Archival news footage makes shockingly clear what hell these children endured; life in Kakuma, by contrast, is a stable Kafkaesque limbo. The filmmakers focus on three men, all delirious with the prospect of getting out and -- even better -- going to this mystical land called America of which they've heard so much. John Bul Dau is headed to Syracuse, N.Y., while Panther Bior and Daniel Abol Pach are slated to be roommates in Pittsburgh, which the latter is pretty sure is in the country of Pennsylvania.

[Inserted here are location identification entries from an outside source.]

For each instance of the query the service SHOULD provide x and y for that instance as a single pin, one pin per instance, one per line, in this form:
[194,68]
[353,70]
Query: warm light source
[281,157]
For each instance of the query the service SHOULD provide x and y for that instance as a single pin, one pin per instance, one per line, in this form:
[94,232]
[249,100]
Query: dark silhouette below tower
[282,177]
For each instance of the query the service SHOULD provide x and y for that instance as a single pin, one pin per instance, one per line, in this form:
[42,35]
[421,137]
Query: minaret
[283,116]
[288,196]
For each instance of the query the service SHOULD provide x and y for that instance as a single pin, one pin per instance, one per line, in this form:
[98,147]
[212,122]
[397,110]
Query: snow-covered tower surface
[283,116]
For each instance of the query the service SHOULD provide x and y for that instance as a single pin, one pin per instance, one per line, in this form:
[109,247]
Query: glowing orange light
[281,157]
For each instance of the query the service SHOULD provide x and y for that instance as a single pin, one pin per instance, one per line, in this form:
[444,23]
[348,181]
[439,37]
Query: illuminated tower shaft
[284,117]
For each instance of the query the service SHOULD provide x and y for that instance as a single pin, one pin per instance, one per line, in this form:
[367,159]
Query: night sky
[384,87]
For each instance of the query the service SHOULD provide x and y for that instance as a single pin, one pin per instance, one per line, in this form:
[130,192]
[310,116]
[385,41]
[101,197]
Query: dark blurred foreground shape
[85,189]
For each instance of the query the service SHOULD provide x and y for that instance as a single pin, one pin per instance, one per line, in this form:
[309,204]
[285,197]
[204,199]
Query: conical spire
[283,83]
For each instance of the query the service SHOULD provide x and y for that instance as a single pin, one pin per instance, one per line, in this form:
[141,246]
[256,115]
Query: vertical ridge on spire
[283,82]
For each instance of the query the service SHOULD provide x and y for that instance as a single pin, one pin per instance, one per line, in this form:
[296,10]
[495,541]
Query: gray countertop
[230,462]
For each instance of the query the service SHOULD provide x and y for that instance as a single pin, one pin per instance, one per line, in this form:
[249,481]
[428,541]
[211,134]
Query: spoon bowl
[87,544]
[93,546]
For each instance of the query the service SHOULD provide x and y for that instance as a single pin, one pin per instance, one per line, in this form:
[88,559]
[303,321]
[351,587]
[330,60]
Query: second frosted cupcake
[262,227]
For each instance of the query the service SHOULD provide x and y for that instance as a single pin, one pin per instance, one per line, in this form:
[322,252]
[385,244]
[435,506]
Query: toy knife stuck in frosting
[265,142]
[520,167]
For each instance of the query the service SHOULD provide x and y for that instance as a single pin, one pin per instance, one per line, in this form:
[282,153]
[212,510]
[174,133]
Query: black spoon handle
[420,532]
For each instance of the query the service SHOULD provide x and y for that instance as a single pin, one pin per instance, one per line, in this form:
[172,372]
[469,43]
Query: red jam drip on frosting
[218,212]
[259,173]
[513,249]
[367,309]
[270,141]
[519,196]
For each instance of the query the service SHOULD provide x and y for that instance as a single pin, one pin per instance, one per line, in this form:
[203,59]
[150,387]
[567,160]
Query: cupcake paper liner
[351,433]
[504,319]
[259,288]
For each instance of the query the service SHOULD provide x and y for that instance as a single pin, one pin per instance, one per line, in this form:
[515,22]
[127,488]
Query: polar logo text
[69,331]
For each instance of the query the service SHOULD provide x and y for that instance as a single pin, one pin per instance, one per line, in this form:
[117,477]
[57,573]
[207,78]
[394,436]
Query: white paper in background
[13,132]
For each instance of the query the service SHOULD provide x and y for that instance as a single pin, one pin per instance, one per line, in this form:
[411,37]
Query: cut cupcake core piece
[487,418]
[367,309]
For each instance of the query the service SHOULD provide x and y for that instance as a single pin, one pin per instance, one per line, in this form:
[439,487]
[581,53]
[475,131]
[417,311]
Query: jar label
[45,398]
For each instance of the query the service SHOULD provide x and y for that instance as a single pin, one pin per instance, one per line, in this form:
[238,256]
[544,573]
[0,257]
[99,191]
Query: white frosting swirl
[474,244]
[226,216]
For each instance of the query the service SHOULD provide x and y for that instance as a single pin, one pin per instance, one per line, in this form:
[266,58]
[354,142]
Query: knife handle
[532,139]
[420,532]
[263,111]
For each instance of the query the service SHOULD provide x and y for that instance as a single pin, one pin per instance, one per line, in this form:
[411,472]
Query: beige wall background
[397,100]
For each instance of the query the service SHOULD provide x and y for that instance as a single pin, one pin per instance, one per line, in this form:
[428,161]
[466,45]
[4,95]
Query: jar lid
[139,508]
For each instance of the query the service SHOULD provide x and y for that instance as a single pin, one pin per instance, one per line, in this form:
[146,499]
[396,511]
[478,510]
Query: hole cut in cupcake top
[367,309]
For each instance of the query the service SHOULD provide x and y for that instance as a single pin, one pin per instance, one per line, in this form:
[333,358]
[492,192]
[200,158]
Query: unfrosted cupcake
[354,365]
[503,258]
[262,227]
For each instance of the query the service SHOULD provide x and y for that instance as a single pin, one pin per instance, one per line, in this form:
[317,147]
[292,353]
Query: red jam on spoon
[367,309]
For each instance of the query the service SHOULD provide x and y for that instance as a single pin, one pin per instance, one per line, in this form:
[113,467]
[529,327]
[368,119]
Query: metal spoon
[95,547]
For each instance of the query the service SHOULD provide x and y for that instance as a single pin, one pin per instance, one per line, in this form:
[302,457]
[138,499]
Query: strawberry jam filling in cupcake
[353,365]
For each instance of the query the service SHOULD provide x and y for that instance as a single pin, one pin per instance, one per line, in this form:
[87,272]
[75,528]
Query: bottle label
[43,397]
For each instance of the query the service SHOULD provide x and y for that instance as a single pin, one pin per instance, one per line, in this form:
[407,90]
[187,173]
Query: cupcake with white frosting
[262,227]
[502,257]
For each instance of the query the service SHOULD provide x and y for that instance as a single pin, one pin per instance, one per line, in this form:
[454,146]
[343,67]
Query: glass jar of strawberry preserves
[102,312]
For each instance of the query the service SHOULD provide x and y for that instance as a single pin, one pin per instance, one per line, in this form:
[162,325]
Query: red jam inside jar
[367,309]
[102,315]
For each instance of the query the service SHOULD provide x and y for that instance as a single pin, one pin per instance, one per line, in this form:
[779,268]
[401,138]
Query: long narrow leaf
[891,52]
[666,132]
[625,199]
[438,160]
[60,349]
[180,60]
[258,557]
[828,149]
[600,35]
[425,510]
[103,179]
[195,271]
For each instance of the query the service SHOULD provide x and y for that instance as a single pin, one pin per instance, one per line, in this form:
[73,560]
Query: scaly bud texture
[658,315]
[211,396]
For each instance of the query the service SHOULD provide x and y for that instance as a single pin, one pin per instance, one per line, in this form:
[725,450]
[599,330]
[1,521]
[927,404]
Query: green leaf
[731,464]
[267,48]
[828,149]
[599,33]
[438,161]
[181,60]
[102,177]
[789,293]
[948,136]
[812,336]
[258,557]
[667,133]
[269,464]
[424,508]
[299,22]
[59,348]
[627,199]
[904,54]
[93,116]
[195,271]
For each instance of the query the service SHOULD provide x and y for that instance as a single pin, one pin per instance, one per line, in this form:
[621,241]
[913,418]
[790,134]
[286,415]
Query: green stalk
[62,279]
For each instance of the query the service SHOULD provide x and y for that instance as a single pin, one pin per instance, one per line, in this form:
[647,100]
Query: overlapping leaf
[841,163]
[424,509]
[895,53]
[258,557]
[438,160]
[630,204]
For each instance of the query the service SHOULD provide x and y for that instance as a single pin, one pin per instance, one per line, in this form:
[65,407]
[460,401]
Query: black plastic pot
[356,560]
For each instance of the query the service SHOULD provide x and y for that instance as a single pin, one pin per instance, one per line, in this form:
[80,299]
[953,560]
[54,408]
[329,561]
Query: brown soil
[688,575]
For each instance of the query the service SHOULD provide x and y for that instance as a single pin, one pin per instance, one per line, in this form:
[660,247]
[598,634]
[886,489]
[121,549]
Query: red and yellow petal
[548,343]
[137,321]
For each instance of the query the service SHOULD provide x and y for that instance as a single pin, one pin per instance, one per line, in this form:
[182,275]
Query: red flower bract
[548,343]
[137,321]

The wrenching cultural shift is initially played for cosmic comedy, with the men in a Kenyan no-man's-land one day and on an airplane filled with electronic gadgets the next. Once they arrive, we see them wander the aisles of a well-stocked produce market, overcome with the largesse. A doughnut with sprinkles is met with a hesitant "This is a food?"
"God Grew Tired of Us" is in it for the long haul, though, and over the course of three years, we see John, Panther, and Daniel hunker down and try to make it work. It is far from easy. The Sudanese are desperately lonely but local merchants feel intimidated when they travel around in groups. One of the Lost Boys, we are told, falls prey to mental illness and is institutionalized.
Daniel, John, and Panther work in factories and take various McJobs, and their initial happiness turns to concern as they become bill-paying, credit-owing Americans. They haven't been relocated so much as dislocated. "It's not what I was thinking," sighs John. "I thought we shall go further than this."
He does go further, though, and the ultimate message of "God Grew Tired of Us" is that we each make our own contract with this country, and that the ones who know that have a head start. The three men struggle toward college educations while sending money back to friends and family in Africa; by film's end, they're all involved with humanitarian projects in their homeland.
John rises in the ranks of the Lost Boys Foundation, the organization that keeps refugees in 23 states in contact with each other, and he hits the lecture circuit to raise awareness of the crisis in Sudan, trading his suit for tribal garb because he knows it plays better.
If there's a flaw, it's only that the movie's scope isn't wider. At a Lost Boys gathering in Michigan, some of the men bristle at the sight of younger refugees who've adopted the hip-hop camouflage and body language of their new home. "You are away from your culture; please come back," John says sadly to them. We never hear their response. There are themes of diaspora and belonging barely touched on here, but "God Grew Tired of Us" already has its hands and heart full.